1. stdlib: Binary search function

This has been an oft requested functionality, and was in principle agreed, even
by Rob:
http://www.openeuphoria.org/cgi-bin/esearch.exu?fromMonth=6&fromYear=1&toMonth=5&toYear=D&postedBy=&keywords=binary_find
http://www.openeuphoria.org/cgi-bin/esearch.exu?fromMonth=6&fromYear=1&toMonth=5&toYear=D&postedBy=&keywords=bfind

Some implementations have been mentioned already (G. Boehme, J. Babor,...).

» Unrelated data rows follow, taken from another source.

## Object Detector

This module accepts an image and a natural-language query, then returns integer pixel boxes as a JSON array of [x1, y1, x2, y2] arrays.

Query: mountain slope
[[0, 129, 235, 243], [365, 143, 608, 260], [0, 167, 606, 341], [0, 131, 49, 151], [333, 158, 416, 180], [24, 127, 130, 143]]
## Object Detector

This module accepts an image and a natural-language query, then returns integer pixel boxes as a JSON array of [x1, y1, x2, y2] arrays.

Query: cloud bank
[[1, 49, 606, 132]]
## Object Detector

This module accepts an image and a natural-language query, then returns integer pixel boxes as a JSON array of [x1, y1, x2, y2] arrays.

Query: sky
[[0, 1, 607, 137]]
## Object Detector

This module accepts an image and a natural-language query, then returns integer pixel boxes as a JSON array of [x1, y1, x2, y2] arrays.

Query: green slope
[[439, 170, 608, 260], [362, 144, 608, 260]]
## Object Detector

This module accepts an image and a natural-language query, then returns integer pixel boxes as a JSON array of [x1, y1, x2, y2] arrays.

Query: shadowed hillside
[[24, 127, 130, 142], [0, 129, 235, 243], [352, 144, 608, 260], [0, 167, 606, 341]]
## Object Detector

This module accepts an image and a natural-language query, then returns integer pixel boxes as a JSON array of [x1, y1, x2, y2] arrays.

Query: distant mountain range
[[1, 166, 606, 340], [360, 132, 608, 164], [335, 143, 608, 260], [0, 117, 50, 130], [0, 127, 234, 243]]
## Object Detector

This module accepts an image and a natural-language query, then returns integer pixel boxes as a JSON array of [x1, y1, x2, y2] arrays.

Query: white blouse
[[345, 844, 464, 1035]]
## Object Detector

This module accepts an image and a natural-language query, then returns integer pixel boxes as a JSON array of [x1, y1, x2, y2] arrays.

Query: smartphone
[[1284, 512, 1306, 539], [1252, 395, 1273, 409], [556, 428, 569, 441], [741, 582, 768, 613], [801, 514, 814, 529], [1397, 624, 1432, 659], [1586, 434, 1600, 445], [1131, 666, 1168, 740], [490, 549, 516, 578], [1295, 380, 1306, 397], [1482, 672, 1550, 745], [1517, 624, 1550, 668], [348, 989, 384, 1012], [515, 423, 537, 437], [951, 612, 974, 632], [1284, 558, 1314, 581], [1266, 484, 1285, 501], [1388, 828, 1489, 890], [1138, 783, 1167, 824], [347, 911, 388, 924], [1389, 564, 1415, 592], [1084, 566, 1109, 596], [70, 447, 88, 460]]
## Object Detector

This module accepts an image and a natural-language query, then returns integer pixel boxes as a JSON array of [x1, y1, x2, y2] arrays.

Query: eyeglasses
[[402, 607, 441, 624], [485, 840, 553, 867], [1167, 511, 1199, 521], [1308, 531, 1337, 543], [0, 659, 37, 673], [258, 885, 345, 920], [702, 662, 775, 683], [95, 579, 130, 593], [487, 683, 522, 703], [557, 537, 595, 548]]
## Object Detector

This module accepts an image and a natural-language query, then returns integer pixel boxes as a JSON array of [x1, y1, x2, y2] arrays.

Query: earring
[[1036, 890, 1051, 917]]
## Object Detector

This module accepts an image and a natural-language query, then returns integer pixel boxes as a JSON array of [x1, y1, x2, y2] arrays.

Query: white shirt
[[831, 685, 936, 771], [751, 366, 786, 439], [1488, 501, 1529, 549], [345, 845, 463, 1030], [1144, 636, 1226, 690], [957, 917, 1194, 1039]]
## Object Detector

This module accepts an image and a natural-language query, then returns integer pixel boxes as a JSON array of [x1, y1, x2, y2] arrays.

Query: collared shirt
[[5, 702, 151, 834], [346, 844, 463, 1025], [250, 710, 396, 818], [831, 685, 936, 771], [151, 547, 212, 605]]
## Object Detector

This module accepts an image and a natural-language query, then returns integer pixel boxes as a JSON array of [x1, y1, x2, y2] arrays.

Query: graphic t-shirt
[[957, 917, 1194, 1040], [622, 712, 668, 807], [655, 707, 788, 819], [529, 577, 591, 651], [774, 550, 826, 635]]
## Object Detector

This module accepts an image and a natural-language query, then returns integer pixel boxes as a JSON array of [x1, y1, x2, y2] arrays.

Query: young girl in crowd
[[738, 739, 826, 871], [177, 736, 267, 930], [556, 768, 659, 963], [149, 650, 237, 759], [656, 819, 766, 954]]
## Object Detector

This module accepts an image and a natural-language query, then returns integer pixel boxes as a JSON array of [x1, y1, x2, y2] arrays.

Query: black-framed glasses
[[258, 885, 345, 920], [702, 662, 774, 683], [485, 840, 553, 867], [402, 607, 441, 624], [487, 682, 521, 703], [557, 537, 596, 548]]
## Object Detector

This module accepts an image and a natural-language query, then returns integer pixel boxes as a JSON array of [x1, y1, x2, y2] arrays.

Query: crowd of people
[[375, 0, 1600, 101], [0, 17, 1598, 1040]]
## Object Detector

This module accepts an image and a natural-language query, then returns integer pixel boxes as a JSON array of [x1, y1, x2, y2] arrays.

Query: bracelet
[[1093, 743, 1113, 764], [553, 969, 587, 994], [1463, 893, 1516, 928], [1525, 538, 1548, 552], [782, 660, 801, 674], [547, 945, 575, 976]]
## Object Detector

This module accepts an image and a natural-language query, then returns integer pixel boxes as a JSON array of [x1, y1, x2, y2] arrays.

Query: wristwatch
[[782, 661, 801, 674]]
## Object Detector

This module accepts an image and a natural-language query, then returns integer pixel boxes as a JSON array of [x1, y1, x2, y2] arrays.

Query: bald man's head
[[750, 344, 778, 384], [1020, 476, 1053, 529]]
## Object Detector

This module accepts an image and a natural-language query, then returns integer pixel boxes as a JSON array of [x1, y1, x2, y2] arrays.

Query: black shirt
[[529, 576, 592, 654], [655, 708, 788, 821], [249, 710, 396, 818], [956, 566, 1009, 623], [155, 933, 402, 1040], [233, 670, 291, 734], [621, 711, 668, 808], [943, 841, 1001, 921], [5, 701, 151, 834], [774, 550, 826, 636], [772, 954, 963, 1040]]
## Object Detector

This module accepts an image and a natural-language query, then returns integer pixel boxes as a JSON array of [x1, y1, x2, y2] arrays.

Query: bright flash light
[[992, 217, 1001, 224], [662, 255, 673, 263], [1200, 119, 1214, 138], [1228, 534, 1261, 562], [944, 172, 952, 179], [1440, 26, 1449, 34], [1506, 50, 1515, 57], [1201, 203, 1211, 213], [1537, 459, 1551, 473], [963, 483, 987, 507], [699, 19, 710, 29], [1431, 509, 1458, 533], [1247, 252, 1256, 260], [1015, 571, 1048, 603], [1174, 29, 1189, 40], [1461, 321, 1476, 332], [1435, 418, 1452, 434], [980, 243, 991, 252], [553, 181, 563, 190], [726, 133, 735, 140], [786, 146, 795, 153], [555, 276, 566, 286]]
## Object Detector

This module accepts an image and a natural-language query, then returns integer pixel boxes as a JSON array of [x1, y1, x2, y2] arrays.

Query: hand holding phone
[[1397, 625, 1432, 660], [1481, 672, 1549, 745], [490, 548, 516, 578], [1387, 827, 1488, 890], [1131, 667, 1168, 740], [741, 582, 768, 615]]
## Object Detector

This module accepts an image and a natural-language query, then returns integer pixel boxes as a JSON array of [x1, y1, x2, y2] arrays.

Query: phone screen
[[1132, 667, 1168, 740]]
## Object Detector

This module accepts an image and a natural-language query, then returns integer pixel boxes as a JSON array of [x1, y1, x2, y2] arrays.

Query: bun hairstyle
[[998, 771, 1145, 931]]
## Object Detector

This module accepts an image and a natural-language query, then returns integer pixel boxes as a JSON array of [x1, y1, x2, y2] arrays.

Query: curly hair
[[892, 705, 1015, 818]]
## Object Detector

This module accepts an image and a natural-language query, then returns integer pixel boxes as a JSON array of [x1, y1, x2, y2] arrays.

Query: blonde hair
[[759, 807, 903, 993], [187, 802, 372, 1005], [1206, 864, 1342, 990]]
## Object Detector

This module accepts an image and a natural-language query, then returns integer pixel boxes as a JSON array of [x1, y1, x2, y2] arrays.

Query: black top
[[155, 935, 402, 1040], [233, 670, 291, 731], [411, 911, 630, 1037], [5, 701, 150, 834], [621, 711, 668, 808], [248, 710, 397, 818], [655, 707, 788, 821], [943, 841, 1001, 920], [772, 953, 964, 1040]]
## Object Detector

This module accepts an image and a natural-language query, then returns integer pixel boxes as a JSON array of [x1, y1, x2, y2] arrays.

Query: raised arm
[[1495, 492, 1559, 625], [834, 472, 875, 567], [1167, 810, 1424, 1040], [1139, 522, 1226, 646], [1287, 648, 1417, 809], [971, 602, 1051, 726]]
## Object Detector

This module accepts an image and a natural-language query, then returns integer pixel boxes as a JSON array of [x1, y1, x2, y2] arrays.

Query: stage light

Now, the devil is in the details. What shall the function do?
* accept only strictly increasing sequences
* accept only strictly monotoni sequences
* accept loosely monotonic sequences (with possible duplicates)
* only cope with <any selection above>, not checking

I think everyone agrees it should return like db_find_key(), ie n>0 when found,
n<0 with ordered insertion resulting in item lading at position -n.

And another point which wasn't agreed upon: would this go to sort.e or
sequence.e?

The version I use in sets.e has a from and to extra parameters. They could be
easily defaulted. Monoony could be passed as a parameter too, depending on the
option chosen.

CChris

new topic     » topic index » view message » categorize

2. Re: stdlib: Binary search function

CChris wrote:
> 
> 
> This has been an oft requested functionality, and was in principle agreed,
> even
> by Rob:
> <a
> href="http://www.openeuphoria.org/cgi-bin/esearch.exu?fromMonth=6&fromYear=1&toMonth=5&toYear=D&postedBy=&keywords=binary_find">http://www.openeuphoria.org/cgi-bin/esearch.exu?fromMonth=6&fromYear=1&toMonth=5&toYear=D&postedBy=&keywords=binary_find</a>
> <a
> href="http://www.openeuphoria.org/cgi-bin/esearch.exu?fromMonth=6&fromYear=1&toMonth=5&toYear=D&postedBy=&keywords=bfind">http://www.openeuphoria.org/cgi-bin/esearch.exu?fromMonth=6&fromYear=1&toMonth=5&toYear=D&postedBy=&keywords=bfind</a>
> 
> Some implementations have been mentioned already (G. Boehme, J. Babor,...).
> 
> Now, the devil is in the details. What shall the function do?
> * accept only strictly increasing sequences
> * accept only strictly monotoni sequences
> * accept loosely monotonic sequences (with possible duplicates)
> * only cope with <any selection above>, not checking
> 
> I think everyone agrees it should return like db_find_key(), ie n>0 when
> found,
> n<0 with ordered insertion resulting in item lading at position -n.
> 
> And another point which wasn't agreed upon: would this go to sort.e or
> sequence.e?
> 
> The version I use in sets.e has a from and to extra parameters. They could be
> easily defaulted. Monoony could be passed as a parameter too, depending on the
> option chosen.
> 
> CChris

Well, if the Devil is in the details, lets see the details. 
Babor, Boehme, and Otto's bfind is short sweet and simple.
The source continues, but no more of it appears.